My approach on this:

COORD = dict(x=0, y=1, z=2)

class CoordinateField(serializers.Field):
    def field_to_native(self, obj, field_name):
        # retrieve and split coordinates
        coor = obj.content.split('x')

        # get coordinate value depending on coordinate key (x,y,z)
        return int(coor[COORD[field_name]])

    def field_from_native(self, data, files, field_name, into):
        into['xyz'] = u'{x}x{y}x{z}'.format(**data)
        super(CoordinateField, self).field_from_native(data, files, field_name, into)
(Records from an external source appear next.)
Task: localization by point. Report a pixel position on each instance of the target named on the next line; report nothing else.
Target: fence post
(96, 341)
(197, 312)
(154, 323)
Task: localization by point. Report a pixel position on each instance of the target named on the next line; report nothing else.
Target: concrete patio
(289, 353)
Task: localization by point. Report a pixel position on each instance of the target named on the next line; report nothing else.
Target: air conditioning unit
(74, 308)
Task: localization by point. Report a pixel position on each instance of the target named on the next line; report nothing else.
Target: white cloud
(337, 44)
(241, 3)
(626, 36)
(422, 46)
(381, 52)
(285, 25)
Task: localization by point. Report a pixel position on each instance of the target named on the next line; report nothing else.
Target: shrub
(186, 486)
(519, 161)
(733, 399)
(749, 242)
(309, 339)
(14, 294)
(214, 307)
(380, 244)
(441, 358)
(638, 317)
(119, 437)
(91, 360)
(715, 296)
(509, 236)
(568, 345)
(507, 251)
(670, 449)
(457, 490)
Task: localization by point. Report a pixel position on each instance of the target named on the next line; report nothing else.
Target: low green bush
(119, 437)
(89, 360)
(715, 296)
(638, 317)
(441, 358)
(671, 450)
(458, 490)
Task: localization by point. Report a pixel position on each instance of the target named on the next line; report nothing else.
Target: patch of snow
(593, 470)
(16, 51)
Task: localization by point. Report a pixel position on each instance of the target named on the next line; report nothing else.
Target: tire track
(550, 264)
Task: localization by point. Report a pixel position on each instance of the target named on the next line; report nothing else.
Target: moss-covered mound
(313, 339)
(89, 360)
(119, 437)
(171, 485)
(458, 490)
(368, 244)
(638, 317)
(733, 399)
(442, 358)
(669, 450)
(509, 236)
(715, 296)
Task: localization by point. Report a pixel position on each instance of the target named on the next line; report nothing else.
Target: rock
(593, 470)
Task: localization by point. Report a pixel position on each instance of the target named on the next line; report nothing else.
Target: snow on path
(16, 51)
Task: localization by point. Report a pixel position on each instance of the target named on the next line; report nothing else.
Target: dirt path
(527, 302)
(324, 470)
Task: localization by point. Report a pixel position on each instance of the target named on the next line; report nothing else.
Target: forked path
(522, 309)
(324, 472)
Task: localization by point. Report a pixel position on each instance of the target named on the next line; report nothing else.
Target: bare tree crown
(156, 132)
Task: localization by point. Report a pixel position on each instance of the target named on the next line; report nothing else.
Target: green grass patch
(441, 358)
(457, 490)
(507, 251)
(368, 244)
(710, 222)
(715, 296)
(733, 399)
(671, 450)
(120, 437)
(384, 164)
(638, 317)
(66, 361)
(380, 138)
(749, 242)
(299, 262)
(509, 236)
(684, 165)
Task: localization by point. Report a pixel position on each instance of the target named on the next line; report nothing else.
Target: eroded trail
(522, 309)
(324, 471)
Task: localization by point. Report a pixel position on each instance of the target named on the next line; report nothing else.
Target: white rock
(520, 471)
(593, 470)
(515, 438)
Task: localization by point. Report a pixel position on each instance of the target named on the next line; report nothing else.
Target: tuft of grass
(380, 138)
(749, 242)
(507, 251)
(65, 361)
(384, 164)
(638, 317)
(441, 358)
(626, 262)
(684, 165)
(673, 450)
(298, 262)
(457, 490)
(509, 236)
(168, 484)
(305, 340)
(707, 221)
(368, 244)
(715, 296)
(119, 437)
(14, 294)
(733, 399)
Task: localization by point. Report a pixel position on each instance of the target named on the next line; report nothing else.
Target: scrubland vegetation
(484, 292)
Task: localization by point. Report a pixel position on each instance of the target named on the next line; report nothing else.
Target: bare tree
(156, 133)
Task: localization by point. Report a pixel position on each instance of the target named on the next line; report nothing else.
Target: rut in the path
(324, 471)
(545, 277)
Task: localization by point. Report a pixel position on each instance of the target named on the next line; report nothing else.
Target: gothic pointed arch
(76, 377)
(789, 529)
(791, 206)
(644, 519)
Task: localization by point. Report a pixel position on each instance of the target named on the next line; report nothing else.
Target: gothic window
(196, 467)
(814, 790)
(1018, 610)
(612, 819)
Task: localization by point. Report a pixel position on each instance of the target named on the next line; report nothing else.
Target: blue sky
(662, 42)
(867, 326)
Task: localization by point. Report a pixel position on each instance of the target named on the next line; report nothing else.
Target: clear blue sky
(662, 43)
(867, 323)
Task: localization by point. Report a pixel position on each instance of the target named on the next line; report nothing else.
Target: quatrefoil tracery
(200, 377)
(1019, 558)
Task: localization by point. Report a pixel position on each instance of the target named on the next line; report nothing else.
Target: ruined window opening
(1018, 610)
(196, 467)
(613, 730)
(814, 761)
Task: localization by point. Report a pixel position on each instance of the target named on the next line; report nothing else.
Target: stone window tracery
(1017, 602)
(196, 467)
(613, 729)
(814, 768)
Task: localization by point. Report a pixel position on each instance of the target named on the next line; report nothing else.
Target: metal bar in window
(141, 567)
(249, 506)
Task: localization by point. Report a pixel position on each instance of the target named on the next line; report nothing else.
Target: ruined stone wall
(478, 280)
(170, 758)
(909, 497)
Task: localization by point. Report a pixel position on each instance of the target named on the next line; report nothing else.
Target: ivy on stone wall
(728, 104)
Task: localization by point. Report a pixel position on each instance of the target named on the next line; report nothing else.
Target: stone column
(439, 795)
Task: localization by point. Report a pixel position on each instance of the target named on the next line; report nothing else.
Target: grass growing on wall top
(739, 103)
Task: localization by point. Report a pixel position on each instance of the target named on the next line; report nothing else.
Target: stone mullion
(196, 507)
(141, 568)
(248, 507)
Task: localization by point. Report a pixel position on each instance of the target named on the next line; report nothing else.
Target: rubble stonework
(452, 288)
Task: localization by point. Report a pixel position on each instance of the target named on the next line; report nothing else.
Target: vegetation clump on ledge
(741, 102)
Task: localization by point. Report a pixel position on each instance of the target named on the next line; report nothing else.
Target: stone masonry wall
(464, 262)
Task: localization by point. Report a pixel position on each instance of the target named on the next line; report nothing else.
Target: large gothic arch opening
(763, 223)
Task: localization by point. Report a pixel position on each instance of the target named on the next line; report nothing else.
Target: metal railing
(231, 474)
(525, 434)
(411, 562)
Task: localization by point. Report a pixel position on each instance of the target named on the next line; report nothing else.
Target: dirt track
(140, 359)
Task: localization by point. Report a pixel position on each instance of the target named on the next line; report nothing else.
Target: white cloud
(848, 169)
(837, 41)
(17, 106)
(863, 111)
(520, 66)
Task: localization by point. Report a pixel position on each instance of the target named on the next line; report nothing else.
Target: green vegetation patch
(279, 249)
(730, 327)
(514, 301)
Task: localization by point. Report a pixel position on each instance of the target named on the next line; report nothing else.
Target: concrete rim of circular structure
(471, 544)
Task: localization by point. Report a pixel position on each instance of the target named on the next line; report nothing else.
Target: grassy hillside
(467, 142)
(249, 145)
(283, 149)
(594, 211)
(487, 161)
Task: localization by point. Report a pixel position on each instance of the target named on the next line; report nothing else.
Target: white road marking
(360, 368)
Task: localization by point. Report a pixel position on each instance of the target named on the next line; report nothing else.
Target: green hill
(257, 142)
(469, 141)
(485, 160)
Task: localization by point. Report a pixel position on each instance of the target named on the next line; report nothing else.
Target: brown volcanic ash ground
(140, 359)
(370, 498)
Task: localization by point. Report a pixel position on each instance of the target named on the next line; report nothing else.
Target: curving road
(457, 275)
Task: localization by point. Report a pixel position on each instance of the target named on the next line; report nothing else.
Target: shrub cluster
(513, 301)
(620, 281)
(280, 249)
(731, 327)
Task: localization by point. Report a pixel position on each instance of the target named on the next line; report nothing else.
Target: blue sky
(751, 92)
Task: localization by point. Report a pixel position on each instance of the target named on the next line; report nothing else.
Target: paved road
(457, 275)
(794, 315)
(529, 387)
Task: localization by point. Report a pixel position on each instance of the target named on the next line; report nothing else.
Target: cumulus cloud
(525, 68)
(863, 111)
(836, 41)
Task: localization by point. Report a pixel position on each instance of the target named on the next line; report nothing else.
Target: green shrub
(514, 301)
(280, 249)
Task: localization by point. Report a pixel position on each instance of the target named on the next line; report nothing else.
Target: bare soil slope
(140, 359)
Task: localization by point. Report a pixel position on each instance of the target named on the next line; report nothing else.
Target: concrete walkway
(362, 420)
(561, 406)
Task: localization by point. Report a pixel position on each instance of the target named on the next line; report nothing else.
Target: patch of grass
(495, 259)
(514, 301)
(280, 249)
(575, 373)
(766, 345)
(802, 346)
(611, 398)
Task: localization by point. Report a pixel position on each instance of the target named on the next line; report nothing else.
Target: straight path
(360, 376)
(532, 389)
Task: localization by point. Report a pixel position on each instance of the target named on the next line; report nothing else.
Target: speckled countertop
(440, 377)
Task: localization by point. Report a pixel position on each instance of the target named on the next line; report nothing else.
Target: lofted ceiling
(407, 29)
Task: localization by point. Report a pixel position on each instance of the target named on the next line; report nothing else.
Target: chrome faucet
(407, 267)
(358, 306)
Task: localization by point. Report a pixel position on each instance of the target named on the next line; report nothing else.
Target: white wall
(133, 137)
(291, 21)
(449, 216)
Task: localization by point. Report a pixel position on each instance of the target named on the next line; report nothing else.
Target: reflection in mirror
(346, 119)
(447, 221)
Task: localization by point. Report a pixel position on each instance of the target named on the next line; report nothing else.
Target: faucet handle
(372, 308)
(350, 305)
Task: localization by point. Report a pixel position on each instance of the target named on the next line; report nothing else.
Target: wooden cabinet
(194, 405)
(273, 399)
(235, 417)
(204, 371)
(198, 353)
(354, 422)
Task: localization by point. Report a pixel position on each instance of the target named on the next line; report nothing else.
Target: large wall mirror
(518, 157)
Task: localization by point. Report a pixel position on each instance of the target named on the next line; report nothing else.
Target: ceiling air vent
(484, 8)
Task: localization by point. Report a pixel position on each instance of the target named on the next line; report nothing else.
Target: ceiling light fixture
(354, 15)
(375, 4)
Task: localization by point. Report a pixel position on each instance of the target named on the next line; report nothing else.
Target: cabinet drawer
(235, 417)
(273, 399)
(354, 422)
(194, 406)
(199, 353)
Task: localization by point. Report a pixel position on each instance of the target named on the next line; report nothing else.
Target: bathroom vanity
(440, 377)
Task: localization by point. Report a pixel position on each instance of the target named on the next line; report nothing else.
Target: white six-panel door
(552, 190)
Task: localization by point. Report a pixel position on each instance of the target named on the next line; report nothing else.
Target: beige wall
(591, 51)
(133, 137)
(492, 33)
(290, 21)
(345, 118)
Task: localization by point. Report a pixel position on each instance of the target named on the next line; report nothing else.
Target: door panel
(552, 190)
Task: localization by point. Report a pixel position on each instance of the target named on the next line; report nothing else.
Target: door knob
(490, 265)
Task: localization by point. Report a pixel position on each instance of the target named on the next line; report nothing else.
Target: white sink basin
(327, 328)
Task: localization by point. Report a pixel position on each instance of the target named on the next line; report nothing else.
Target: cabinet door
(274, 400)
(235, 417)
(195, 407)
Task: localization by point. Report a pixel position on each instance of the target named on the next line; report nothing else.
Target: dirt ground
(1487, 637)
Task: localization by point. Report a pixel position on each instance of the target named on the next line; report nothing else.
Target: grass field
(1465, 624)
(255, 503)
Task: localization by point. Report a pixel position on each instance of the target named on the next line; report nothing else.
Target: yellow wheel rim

class BloopModelSerializer(serializers.ModelSerializer):
    x = CoordinateField()
    y = CoordinateField()
    z = CoordinateField()

    class Meta:
        model = Bloop

and this is what I get as result:

{
    "x": 10,
    "y": 20,
    "z": 30,
    "content": "10x20x30"
},

EDIT:

views.py

class BloopList(generics.ListCreateAPIView):
    queryset = Bloop.objects.all()
    serializer_class = BloopModelSerializer

bloop_list = Bloop.as_view()

urls.py

url(r'^api/bloops/$', 'myapp.views.bloop_list', name='bloop-list'),

SUGGESTION

You should not use list GET method to change/add object, DRF has built-in classes to make it very easy and makes you follow correct REST standards.

For example, your list method takes request data using GET params, which is a bad idea, whenever you update or add new object you should provide data inside request body using POST or PUT. DRF assumes, that is the way data is provided and takes care of everything.